This README serves as an documentation entry point of Blink's text stack.
This README can be viewed in formatted form here.
Blink's text stack covers those functional parts of the layout engine that process CSS-styled HTML text. From source document to visual output this rougly comprises the following stages:
TODO(drott): Describe steps from ComputedStyle
, FontBuilder
to FontDescription
and Font
objects.
TODO(drott): Describe font matching against system fonts in platform specific implementations as well as matching against web fonts in FontStyleMatcher
.
TODO(drott,eae): Describe at which level the word cache hooks in, how the cache keys are calculated and its approach of word and CJK segmentation.
TODO(drott): Describe purpose and run segmentation approach of RunSegmenter
.
The low level shaping implementation is in shaping/HarfBuzzShaper.h and shaping/HarfBuzzShaper.cpp
Shaping text runs is split into several stages: Run segmentation, shaping the initial segment, identify shaped and non-shaped sequences of the shaping result, and processing sub-runs by trying to shape them with a fallback font until the last resort font is reached.
If caps formatting is requested, an additional lowercase/uppercase segmentation stage is required.
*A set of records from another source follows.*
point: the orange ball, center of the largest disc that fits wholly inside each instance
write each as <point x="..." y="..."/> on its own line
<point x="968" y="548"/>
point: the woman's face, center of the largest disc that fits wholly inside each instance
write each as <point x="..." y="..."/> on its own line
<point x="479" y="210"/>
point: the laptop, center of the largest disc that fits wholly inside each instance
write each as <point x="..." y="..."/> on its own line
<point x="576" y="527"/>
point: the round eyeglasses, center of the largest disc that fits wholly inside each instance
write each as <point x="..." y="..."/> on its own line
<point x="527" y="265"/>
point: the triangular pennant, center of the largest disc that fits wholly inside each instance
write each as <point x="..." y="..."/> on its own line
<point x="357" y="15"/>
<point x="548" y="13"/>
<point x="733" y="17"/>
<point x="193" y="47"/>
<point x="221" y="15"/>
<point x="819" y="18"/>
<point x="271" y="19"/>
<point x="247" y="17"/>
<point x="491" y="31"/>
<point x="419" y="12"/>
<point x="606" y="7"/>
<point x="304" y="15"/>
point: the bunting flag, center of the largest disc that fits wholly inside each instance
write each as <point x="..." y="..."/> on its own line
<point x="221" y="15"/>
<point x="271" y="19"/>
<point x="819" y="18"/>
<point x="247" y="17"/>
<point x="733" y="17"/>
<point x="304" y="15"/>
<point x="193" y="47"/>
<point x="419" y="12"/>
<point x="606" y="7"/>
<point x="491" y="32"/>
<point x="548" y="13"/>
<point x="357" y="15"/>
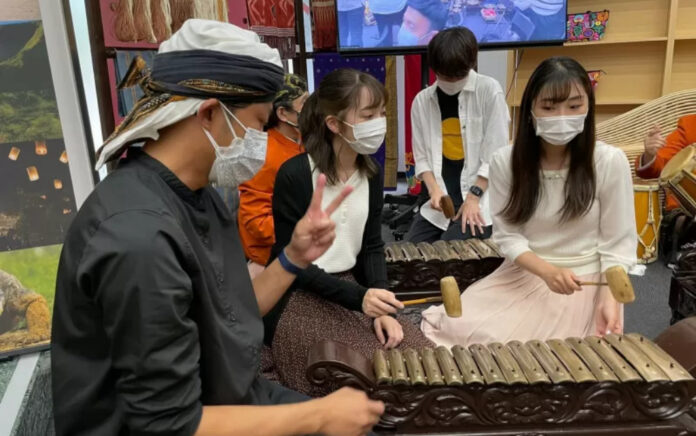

In this stage, OpenType features in the font are matched against the requested formatting and formatting is synthesized as required by the CSS Level 3 Fonts Module.
Below we will go through one example - for simplicity without caps formatting - to illustrate the process: The following is a run of vertical text to be shaped. After run segmentation in RunSegmenter
it is split into 4 segments. The segments indicated by the segementation results showing the script, orientation information and small caps handling of the individual segment. The Japanese text at the beginning has script “Hiragana”, does not need rotation when laid out vertically and does not need uppercasing when small caps is requested.
0 い 1 ろ 2 は USCRIPT_HIRAGANA, OrientationIterator::OrientationKeep, SmallCapsIterator::SmallCapsSameCase 3 a 4 ̄ (Combining Macron) 5 a 6 A USCRIPT_LATIN, OrientationIterator::OrientationRotateSideways, SmallCapsIterator::SmallCapsUppercaseNeeded 7 い 8 ろ 9 は USCRIPT_HIRAGANA, OrientationIterator::OrientationKeep, SmallCapsIterator::SmallCapsSameCase
Let's assume the CSS for this text run is as follows: font-family: "Heiti SC", Tinos, sans-serif;
where Tinos is a web font, defined as a composite font, with two sub ranges, one for Latin U+00-U+FF
and one unrestricted unicode-range.
FontFallbackIterator
provides the shaper with Heiti SC, then Tinos of the restricted unicode-range, then the unrestricted full unicode-range Tinos, then a system sans-serif.
The initial segment 0-2 to the shaper, together with the segmentation properties and the initial Heiti SC font. Characters 0-2 are shaped successfully with Heiti SC. The next segment, 3-5 is passed to the shaper. The shaper attempts to shape it with Heiti SC, which fails for the Combining Macron. So the shaping result for this segment would look similar to this.
Glyphpos: 0 1 2 3 Cluster: 0 0 2 3 Glyph: a x a A (where x is .notdef)
Now in the extractShapeResults()
step we notice that there is more work to do, since Heiti SC does not have a glyph for the Combining Macron combined with an a. So, this cluster together with a Todo item for switching to the next font is put into HolesQueue
.
After shaping the initial segment, the remaining items in the HolesQueue
are processed, picking them from the head of the queue. So, first, the next font is requested from the FontFallbackIterator
. In this case, Tinos (for the range U+00-U+FF
) comes back. Shaping using this font, assuming it is subsetted, fails again since there is no combining mark available. This triggers requesting yet another font. This time, the Tinos font for the full range. With this, shaping succeeds with the following HarfBuzz result:
Glyphpos 0 1 2 3 Cluster: 0 0 2 3 Glyph: a ◌̄ a A (with glyph coordinates placing the ◌̄ above the first a)
Now this sub run is successfully processed and can be appended to ShapeResult
. A new ShapeResult::RunInfo
is created. The logic in ShapeResult::insertRun
then takes care of merging the shape result into the right position the vector of RunInfo
s in ShapeResult
.
Shaping then continues analogously for the remaining Hiragana Japanese sub-run, and the result is inserted into ShapeResult
as well.
TODO(drott): Describe when font fallback is invoked, and how FontFallbackIterator
cycles through fallback fonts during shaping.